Nomination of Paul Homan: Hearing Before the Committee on Indian Affairs, United States Senate, One Hundred Fourth Congress, First Session, Nomination ... 13, 1995, Washington, DC (Classic Reprint)
The committee met, pursuant to notice, at 9:02 a.m. in room 485, Senate Russell Building, Hon. John McCain (chairman of the committee) presiding.
Present: Senator McCain.
Statement of Hon. John McCain, U.S. Senator From Arizona, Chairman, Committee on Indian Affairs
Senator McCain. The committee will come to order.
I want to welcome everyone to this hearing on the President's nomination of Paul Homan to be Special Trustee for American Indians.
Last fall when the Congress enacted the Indian Trust Funds Reform Act, we saw a very compelling need for the President to appoint a special trustee who would bring superior and demonstrated experience to the task of reforming the way the Department carries out its trust obligations to Indians, particularly in the area of financial trust management.
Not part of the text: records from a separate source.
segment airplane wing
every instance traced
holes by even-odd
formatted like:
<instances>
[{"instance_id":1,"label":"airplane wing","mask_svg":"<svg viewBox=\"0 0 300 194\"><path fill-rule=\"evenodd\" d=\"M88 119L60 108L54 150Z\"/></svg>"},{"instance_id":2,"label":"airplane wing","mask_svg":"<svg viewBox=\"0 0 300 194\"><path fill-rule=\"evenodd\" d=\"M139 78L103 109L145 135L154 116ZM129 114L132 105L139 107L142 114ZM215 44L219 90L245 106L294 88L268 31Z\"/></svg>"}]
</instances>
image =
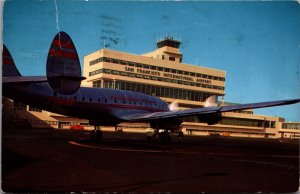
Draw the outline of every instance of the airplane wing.
<instances>
[{"instance_id":1,"label":"airplane wing","mask_svg":"<svg viewBox=\"0 0 300 194\"><path fill-rule=\"evenodd\" d=\"M264 107L272 107L272 106L282 106L282 105L294 104L294 103L298 103L298 102L300 102L300 99L280 100L280 101L260 102L260 103L250 103L250 104L239 104L239 105L231 105L231 106L195 108L195 109L168 111L168 112L155 112L155 113L147 113L147 114L131 114L131 115L122 116L121 119L123 119L125 121L131 121L131 122L143 122L143 121L168 119L168 118L182 118L182 117L187 117L187 116L201 116L201 115L230 112L230 111L237 111L237 110L245 110L245 109L256 109L256 108L264 108Z\"/></svg>"},{"instance_id":2,"label":"airplane wing","mask_svg":"<svg viewBox=\"0 0 300 194\"><path fill-rule=\"evenodd\" d=\"M47 82L46 76L11 76L11 77L3 77L3 84L20 84L20 83L41 83Z\"/></svg>"}]
</instances>

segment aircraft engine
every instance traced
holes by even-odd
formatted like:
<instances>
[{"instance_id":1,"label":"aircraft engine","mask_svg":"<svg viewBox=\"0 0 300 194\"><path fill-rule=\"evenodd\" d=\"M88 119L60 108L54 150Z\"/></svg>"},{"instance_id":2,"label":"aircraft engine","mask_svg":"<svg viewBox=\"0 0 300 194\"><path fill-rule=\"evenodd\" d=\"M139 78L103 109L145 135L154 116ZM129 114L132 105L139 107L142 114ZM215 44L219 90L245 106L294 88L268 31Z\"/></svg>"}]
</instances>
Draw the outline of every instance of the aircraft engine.
<instances>
[{"instance_id":1,"label":"aircraft engine","mask_svg":"<svg viewBox=\"0 0 300 194\"><path fill-rule=\"evenodd\" d=\"M202 122L207 123L208 125L215 125L222 119L221 113L214 113L208 115L199 115L198 119Z\"/></svg>"},{"instance_id":2,"label":"aircraft engine","mask_svg":"<svg viewBox=\"0 0 300 194\"><path fill-rule=\"evenodd\" d=\"M47 79L51 88L61 94L75 93L85 79L81 77L79 57L70 36L59 32L54 37L47 58Z\"/></svg>"}]
</instances>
From the record already before this committee, Mr. Homan appears to have met the high standard of personal quality and competence set forth in the act. Re has had ample experience in the area of financial management. He has shouldered substantial responsibilities at the highest levels of both the public and private sectors. And of equal importance, Mr. Homan has earned the trust and support of many of the tribes who helped develop the Reform Act last year.
It is no secret that the Bureau of Indian Affairs [BIA] has had a terrible track record on Indian trust management. In some cases there appears to be no record of the BIA's actual failures because basic records that any ordinary trustee should have made or kept, cannot be found. In my view, the BIA's many failures amount to - when viewed in the best light - criminal negligence. Every failure of the Federal trustee is a theft from Indian people: these people are supposed to be the beneficiaries of the trust.
The BIA's failings in the area of Indian trust management have been well documented. Congress has responded by passing the Trust Funds Reform Act. It is high time that the administration vigorously implement that act with effective action.